I once heard that Leonardo De Vinci burned all his sketches before he died and in my teenage years this seemed, to me, ideal even if untrue. I myself hated sketching. I hated the reality of failure and I abhorred the idea of collecting my sketches in a book which would serve as a constant reminder of my own lack of “natural” talent. I wanted my art to be flawless and magical. I wanted it to seem easy. Because of this I sketched on loose paper for many years. Failures were always discarded.
Then in high school I met Beau Sia and all this changed for me because he was a great artist who seemed to thrive from sketching. I remember going to his house and seeing a stack of 5 or so sketchbooks sitting in the corner full of success and failure, process and progression.

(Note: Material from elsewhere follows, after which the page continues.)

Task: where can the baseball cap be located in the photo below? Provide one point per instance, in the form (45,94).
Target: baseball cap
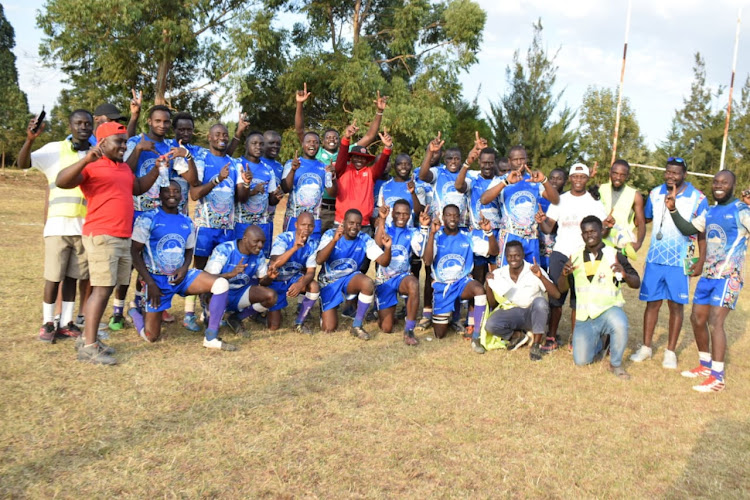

I was impressed. For Beau good art was not the product of magic but simply hard work. It was at that exact moment that art changed for me. I bought my first sketchbook and slowly broke the habit of tearing my failed efforts from it.
Today I love to sketch. The pile of sketches I have now collected resembles the stack of Beau’s work that initially inspired me. In fact through the years, as I have struggled with style, composition, subject and color, sketching has remained my constant love. Although I have gone for long periods of time without producing artworks I have never stopped sketching. To this i believe I owe my current success: a greater satisfaction in the art works I produce.